Forty years later, all of this “Headless Body In A Topless Bar” word-smithing is still alive at the Post. In a city where three newspapers are fighting over a shrinking audience where most other cities (including LA) can barely support one, the Post is part salacious gossip, part chummy sports know-it-all and full- time stand-up comic. While the over wrought journalese may not bag a Pulitzer anytime soon, credit must be given to a style that can put a bawdy twist (or any twist for that matter) to what little “new” information can be gleaned from day old stories in our modern age.
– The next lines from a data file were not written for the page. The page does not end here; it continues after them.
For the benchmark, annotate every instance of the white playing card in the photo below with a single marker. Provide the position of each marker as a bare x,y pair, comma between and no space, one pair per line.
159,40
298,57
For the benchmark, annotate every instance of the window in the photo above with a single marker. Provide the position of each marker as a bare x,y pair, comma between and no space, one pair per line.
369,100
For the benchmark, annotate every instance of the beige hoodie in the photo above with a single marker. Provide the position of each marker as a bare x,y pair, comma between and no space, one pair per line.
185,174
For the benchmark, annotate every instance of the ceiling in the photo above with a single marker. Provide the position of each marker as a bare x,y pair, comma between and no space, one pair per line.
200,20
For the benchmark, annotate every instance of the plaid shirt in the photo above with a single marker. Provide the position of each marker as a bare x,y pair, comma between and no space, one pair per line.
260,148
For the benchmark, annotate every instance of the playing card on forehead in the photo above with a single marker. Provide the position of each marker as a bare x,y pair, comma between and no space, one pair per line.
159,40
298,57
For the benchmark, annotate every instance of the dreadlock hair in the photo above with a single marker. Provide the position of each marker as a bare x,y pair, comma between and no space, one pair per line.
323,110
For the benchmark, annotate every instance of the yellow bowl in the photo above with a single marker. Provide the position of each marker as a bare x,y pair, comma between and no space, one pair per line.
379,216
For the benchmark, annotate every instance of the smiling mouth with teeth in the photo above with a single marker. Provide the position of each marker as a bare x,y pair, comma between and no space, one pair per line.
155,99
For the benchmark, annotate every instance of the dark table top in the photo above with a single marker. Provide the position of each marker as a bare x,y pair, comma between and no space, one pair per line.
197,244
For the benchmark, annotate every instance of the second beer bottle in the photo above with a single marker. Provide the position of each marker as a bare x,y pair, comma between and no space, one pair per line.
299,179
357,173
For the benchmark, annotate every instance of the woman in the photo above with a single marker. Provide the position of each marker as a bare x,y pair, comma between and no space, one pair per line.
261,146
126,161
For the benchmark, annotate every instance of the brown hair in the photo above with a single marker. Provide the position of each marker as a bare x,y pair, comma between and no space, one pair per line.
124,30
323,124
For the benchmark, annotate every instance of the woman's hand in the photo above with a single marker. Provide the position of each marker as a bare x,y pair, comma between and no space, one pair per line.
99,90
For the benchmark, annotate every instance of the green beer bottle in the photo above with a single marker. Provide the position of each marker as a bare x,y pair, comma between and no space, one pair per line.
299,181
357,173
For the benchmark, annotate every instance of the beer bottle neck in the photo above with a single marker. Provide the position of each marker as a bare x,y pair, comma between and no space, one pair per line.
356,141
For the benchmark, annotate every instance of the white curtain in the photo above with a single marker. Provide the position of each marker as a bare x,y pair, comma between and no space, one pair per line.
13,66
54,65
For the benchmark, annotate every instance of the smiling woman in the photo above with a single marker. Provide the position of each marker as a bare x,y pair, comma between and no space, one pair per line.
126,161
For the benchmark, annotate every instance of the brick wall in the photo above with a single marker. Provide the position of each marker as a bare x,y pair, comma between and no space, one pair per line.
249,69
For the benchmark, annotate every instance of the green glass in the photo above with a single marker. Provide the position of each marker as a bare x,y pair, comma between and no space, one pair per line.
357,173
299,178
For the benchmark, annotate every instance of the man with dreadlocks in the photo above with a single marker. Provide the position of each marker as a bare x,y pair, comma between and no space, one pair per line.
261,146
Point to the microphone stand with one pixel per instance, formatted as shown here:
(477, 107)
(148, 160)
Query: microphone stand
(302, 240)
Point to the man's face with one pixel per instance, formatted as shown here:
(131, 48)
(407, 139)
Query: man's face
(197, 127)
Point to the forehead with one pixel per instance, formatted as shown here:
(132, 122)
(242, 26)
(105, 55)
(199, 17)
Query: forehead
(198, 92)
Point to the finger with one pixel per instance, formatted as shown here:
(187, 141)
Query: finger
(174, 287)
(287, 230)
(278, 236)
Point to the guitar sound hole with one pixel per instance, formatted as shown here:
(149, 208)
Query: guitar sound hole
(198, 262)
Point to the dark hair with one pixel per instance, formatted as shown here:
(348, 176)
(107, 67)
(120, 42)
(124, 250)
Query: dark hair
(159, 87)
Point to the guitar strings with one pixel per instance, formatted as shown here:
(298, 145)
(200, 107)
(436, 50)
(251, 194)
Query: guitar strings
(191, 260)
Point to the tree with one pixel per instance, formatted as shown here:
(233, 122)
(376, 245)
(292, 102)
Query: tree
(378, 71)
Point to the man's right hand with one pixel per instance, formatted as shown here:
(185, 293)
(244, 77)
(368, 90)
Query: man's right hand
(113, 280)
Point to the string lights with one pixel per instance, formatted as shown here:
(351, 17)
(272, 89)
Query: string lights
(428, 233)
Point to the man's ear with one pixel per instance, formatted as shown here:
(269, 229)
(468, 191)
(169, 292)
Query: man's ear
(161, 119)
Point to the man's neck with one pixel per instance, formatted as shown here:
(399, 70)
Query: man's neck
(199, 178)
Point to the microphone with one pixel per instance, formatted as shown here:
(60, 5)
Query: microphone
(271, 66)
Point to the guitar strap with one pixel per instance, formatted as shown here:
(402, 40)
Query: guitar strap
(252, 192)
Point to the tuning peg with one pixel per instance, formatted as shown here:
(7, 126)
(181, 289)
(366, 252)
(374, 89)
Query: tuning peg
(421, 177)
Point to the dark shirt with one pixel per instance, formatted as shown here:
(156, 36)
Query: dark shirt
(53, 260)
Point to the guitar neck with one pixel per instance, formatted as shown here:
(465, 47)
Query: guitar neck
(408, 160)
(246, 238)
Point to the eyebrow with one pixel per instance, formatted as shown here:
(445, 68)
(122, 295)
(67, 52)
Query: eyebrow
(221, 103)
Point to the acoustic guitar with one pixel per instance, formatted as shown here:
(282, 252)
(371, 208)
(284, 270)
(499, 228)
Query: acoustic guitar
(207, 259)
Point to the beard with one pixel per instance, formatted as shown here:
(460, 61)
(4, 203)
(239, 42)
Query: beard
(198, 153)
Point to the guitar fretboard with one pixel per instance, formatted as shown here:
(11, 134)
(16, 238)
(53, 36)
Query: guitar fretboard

And I think that’s the secret to what little time is left for the printed page. With nothing new to report, perhaps the key is to make your view on day old news a unique voice that speaks to your geography. Los Angeles citizens have always been tight-lipped about the reporting of its’ own coke-fueled, Sunset Strip tranny-hooker, Entourage-esque culture, but I bet five conigliaros that if Rupert Murdoch did get his Aussie paws on the Times, he might unearth what that LA culture might look like. And perhaps the Los Angeles Times, in whatever crazy tabloid infotainment gossip rag it morphs into, will whistle past the graveyard. For now.